In einem ungewöhnlichen Trikot werden die Freiburger am Sonntag (15.30 Uhr, LIVE! bei kicker) im Heimspiel gegen Eintracht Frankfurt auflaufen. Es huldigt 50 Jahren Frauenfußball beim Sport-Club, und auf ihm sind die Namen aller ehemaligen Spielerinnen des Vereins verewigt. Der Zufall wollte es, dass sowohl die Frauen in ihrem Jubiläumsspiel gegen Frankfurt antraten, wie jetzt eine Woche später die Männer. Und die SC-Frauen haben vorgelegt, sie haben vergangenen Sonntag im Dreisamstadion vor knapp 9000 Zuschauern nach zweimaligem Rückstand noch 3:2 gegen die Eintracht gewonnen.
Nun wollen die Männer nachlegen, haben allerdings keine gute Bilanz gegen die Hessen aufzuweisen. Im Europa-Park Stadion sind sie gegen Frankfurt noch sieglos (zwei Remis und zwei Niederlagen), und in der Vorsaison haben sie beide Begegnungen verloren. Noch bitterer als die 1:4-Hinrundenniederlage war für den SC das 1:3 zuhause im Saisonfinale, mit dem sie einen Champions-League-Startplatz verspielten, den sich der Gegner sicherte.
Schuster hat keine Revanchegedanken
Trainer Julian Schuster hegt trotzdem keine Revanchegedanken. "Es würde nicht mehr verändern, was wir am letzten Spieltag verpasst haben", sagte er. Ihn treibt dabei eher ein anderes Thema aus der Vorsaison um: dass es seinem Team nicht gelungen ist, gegen die Klubs zu gewinnen, die am Ende vor dem SC in der Tabelle standen. "Das ist für mich ein Anreiz, da wieder neue Möglichkeiten zu bekommen." Zuversichtlich stimmt Schuster dabei, dass schon in der vergangenen Rückrunde die Spiele gegen die Topteams besser gewesen seien. Gegen Leverkusen holte Freiburg ein Unentschieden.

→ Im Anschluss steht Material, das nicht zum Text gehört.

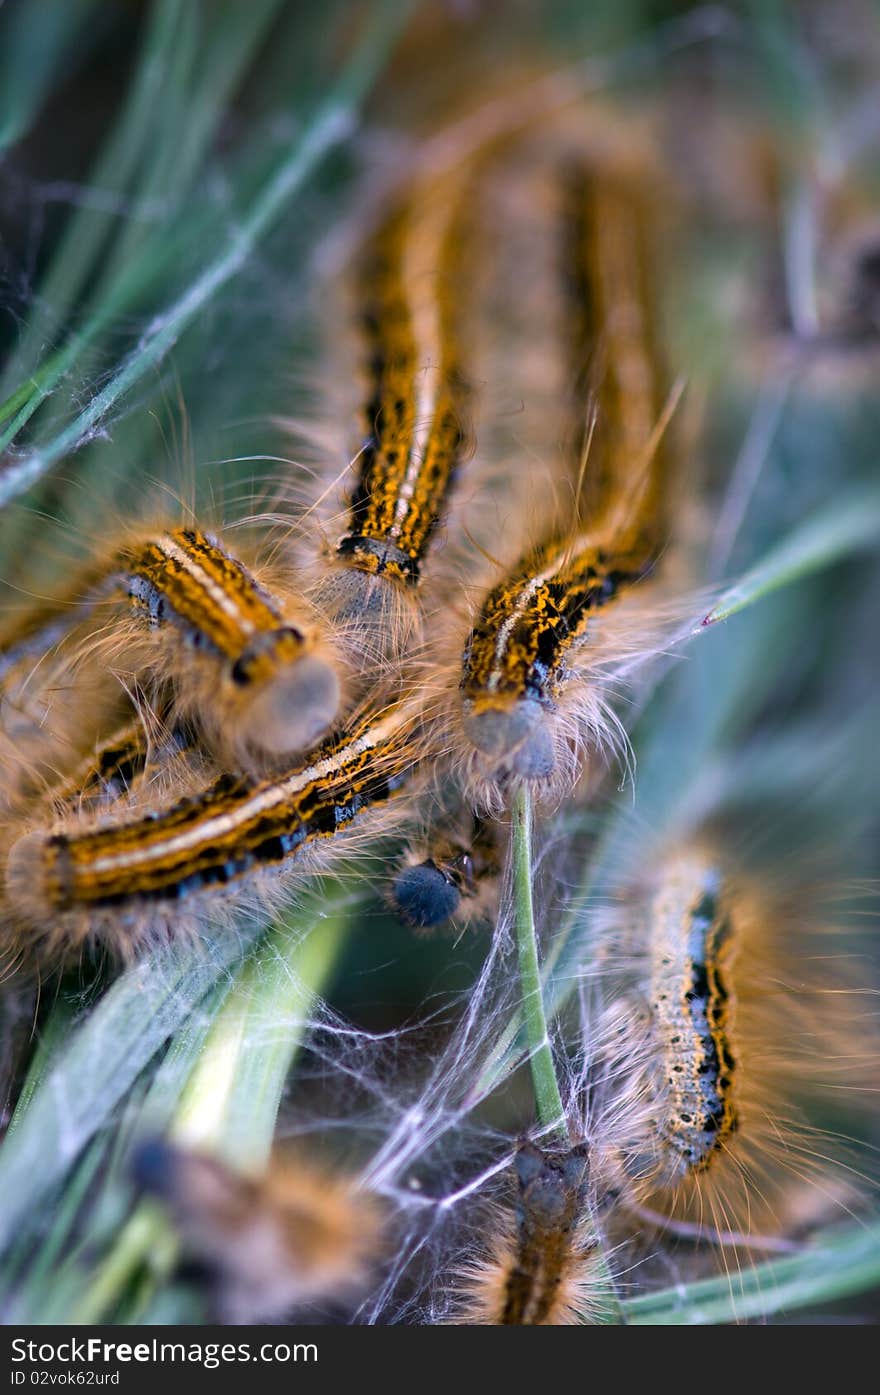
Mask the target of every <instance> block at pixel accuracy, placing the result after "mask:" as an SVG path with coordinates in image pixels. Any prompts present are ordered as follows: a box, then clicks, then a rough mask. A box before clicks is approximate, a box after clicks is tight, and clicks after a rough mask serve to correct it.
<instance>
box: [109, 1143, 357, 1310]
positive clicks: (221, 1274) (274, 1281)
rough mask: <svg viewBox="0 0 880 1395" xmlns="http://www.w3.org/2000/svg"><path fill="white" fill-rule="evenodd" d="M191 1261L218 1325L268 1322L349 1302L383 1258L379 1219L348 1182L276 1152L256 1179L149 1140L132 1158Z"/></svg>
mask: <svg viewBox="0 0 880 1395" xmlns="http://www.w3.org/2000/svg"><path fill="white" fill-rule="evenodd" d="M131 1175H132V1179H134V1182H135V1184H137V1187H138V1189H139V1190H141V1193H145V1194H148V1196H151V1197H155V1198H156V1201H159V1204H162V1205H163V1207H165V1208H166V1209H167V1212H169V1216H170V1219H172V1222H173V1225H174V1229H176V1232H177V1236H179V1239H180V1243H181V1247H183V1256H184V1258H185V1260H188V1261H190V1262H197V1264H198V1267H199V1269H201V1274H202V1276H204V1279H205V1281H206V1286H208V1289H209V1292H211V1299H212V1309H213V1311H215V1314H216V1320H218V1321H222V1322H272V1321H279V1320H282V1318H283V1317H285V1315H286V1314H289V1313H290V1311H294V1310H300V1309H304V1307H311V1309H314V1307H315V1306H321V1307H324V1309H328V1307H329V1309H339V1307H342V1306H343V1303H344V1302H347V1300H350V1299H351V1297H356V1296H357V1292H358V1289H361V1288H363V1286H364V1283H365V1281H367V1279H368V1276H370V1272H371V1269H372V1268H375V1265H377V1262H378V1260H379V1258H381V1253H382V1216H381V1212H379V1208H378V1205H377V1202H375V1201H374V1198H371V1197H370V1196H368V1194H367V1193H364V1191H360V1190H358V1189H357V1186H356V1182H354V1179H349V1177H343V1176H340V1175H335V1173H331V1172H328V1170H326V1169H319V1168H318V1166H317V1165H315V1163H314V1162H305V1161H304V1159H301V1158H297V1156H293V1155H286V1154H285V1152H283V1151H280V1149H276V1152H275V1154H273V1156H272V1158H271V1159H269V1163H268V1166H266V1169H265V1170H264V1172H262V1173H261V1175H255V1176H251V1175H248V1173H243V1172H237V1170H236V1169H233V1168H230V1166H229V1165H227V1163H225V1162H223V1161H222V1159H219V1158H216V1156H212V1155H209V1154H202V1152H197V1151H192V1149H188V1148H181V1147H179V1145H176V1144H172V1143H167V1141H165V1140H160V1138H156V1140H149V1141H145V1143H142V1144H141V1145H139V1147H138V1148H137V1149H135V1152H134V1156H132V1159H131Z"/></svg>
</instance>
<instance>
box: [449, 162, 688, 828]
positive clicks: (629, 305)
mask: <svg viewBox="0 0 880 1395" xmlns="http://www.w3.org/2000/svg"><path fill="white" fill-rule="evenodd" d="M566 184H568V186H569V199H568V206H569V209H573V212H570V215H569V216H570V219H572V220H573V225H575V226H573V229H572V230H570V233H569V236H568V239H566V246H569V247H575V248H576V251H577V255H576V258H575V259H573V265H575V268H576V273H572V271H570V268H569V278H568V279H569V285H570V287H572V290H570V300H572V304H570V331H569V342H570V345H572V352H573V356H575V372H573V378H575V381H583V377H584V371H586V357H587V353H589V347H587V346H589V345H591V346H593V367H591V378H593V381H594V382H595V410H594V418H593V421H591V423H589V425H587V428H586V434H584V431H583V428H580V430H576V431H575V449H573V455H572V465H573V466H576V467H575V469H572V472H570V478H572V488H573V490H576V491H577V498H579V504H577V509H579V511H580V513H582V520H580V527H576V529H573V530H572V529H568V530H562V531H559V530H556V531H555V533H554V534H552V536H551V537H549V538H547V540H545V541H544V543H541V544H538V545H537V547H534V548H531V550H530V551H529V552H527V554H526V555H524V557H523V558H520V561H519V562H517V564H516V565H515V566H513V568H512V569H510V571H509V572H508V573H506V576H503V579H502V580H499V582H498V583H496V585H495V586H492V589H491V590H490V591H488V594H487V596H485V597H484V600H483V603H481V605H480V610H478V614H477V617H476V619H474V621H473V626H471V631H470V635H469V638H467V642H466V646H464V654H463V661H462V670H460V679H459V724H460V734H462V738H463V742H464V748H466V752H467V753H466V757H464V767H466V777H467V781H469V785H470V788H471V791H473V792H474V795H476V798H477V799H478V801H480V802H481V804H484V805H487V806H488V808H498V806H499V805H502V804H503V802H505V790H506V787H508V785H509V784H510V781H515V783H516V781H522V780H524V781H529V783H531V784H534V785H537V787H538V788H551V790H552V788H558V787H559V784H565V783H566V780H568V778H570V776H572V773H573V764H575V753H573V751H572V748H570V741H572V738H573V739H575V741H577V739H580V737H582V734H583V731H584V728H586V731H589V732H590V734H591V735H593V737H601V734H602V730H604V727H605V725H607V720H608V718H607V714H605V699H604V695H602V684H601V681H597V679H600V678H601V674H602V670H604V668H605V667H608V665H611V664H614V663H615V661H621V660H622V658H632V657H633V654H637V653H639V650H640V649H643V647H644V644H646V636H650V633H651V631H653V632H654V644H655V642H657V632H658V631H660V629H661V628H662V621H661V614H660V612H657V615H651V617H646V612H644V603H643V600H642V594H640V589H636V587H635V583H637V582H642V580H644V579H646V578H647V576H648V575H650V573H651V571H653V568H654V565H655V562H657V557H658V552H660V548H661V544H662V540H664V520H665V516H667V515H665V498H667V491H668V481H669V462H668V448H667V445H665V442H664V439H662V434H664V428H665V424H667V420H668V416H669V410H671V400H669V399H668V398H667V391H665V386H664V378H662V368H661V364H660V352H658V342H657V339H658V332H657V326H655V310H654V299H655V296H654V289H653V285H651V275H650V261H651V248H650V243H648V232H647V215H646V209H644V206H643V201H642V198H640V197H639V195H637V194H636V193H635V190H633V188H632V187H629V186H628V184H625V183H619V181H616V180H615V179H614V177H611V176H609V174H607V173H604V172H595V170H594V169H591V167H586V169H584V167H583V166H580V169H579V173H577V176H576V177H573V176H572V169H570V166H568V167H566ZM572 187H573V188H576V190H577V193H579V197H577V198H576V197H573V194H572ZM582 421H583V413H582ZM582 477H583V484H582ZM633 589H636V590H637V594H636V596H635V605H630V607H629V608H623V610H622V611H621V618H619V622H618V621H616V615H615V618H614V621H611V619H609V621H608V622H605V621H604V615H601V614H600V612H602V611H605V610H607V608H608V607H611V604H612V603H615V611H616V610H618V605H621V604H622V601H623V600H625V598H626V596H628V593H629V591H630V590H633ZM648 642H650V640H648ZM566 767H568V769H566Z"/></svg>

Mit dem jüngsten Heimspiel gegen Frankfurt hat sich der SC-Coach dennoch beschäftigt, weil mit Dino Toppmöller weiter der gleiche Trainer zuständig ist, auch wenn sich das Gesicht der Mannschaft etwas verändert hat. Unter anderem durch Neuzugang Ritsu Doan, der vom Sport-Club im Sommer zu den Hessen gewechselt ist. Der Japaner wird vor dem Spiel noch offiziell verabschiedet. "Wir werden Danke sagen für die tolle gemeinsame Zeit, in der beide voneinander profitiert haben", sagte Schuster, "es ist schön ihn wiederzusehen - aber noch schöner wäre es, wenn wir ihn am Sonntag in den Griff bekommen."
Atubolu kann spielen
Seine Spieler haben den Vorteil, dass sie die Stärken und Tricks des 27-Jährigen, der drei Jahre beim SC war, aus dem Training kennen. Insgesamt muss das das Team laut Schuster "perfekt vorbereitet sein, was unsere Defensive angeht, weil Frankfurt offensiv sehr viele Qualitäten hat, mehrere Spieler strahlen eine sehr hohe Torgefahr aus". Die Eintracht hat mit 17 Toren die zweitbeste Offensive der Liga. "Wir müssen so gut verteidigen, dass wir ihnen die größte Stärke nehmen", so der SC-Coach.
Im Tor wird Noah Atubolu stehen, der "mit einem breiten Grinsen, aber Schmerzen im Gepäck" (Schuster) nach Freiburg zurückgekehrt war, sich von seinem Schlag aufs Knie im Training der deutschen Nationalmannschaft aber erholt hat. Ausfallen wird nur Cyriaque Irié, der sich nach einer Malaria-Erkrankung aber auf dem Weg der Besserung befindet, und schon individuell auf dem Platz gearbeitet hat.
Beste trifft auf seinen Vorgänger
Beim Sport-Club hat sich inzwischen Niklas Beste auf der Rechtsaußen-Position festgespielt, die zuvor fest an Doan vergeben war. Die ersten beiden Bundesligaspiele, und damit die einzigen Niederlagen, verpasste er noch wegen muskulärer Probleme, danach stand er immer in der Startelf.
Der Linksfuß überzeugte dabei vor allem durch seine Defensivarbeit, an Toren war der 26-Jährige noch nicht beteiligt. "Ich bewerte nicht nur in Form von Scorerpunkten, sondern danach, welchen Input man gibt, und der ist sehr gut und vielschichtig", sagte Schuster. "Scorerpunkte können folgen, wenn die Leistung stimmt." Die nächste Chance dazu wird Beste wohl am Sonntag bekommen, im direkten Aufeinandertreffen mit seinem Vorgänger.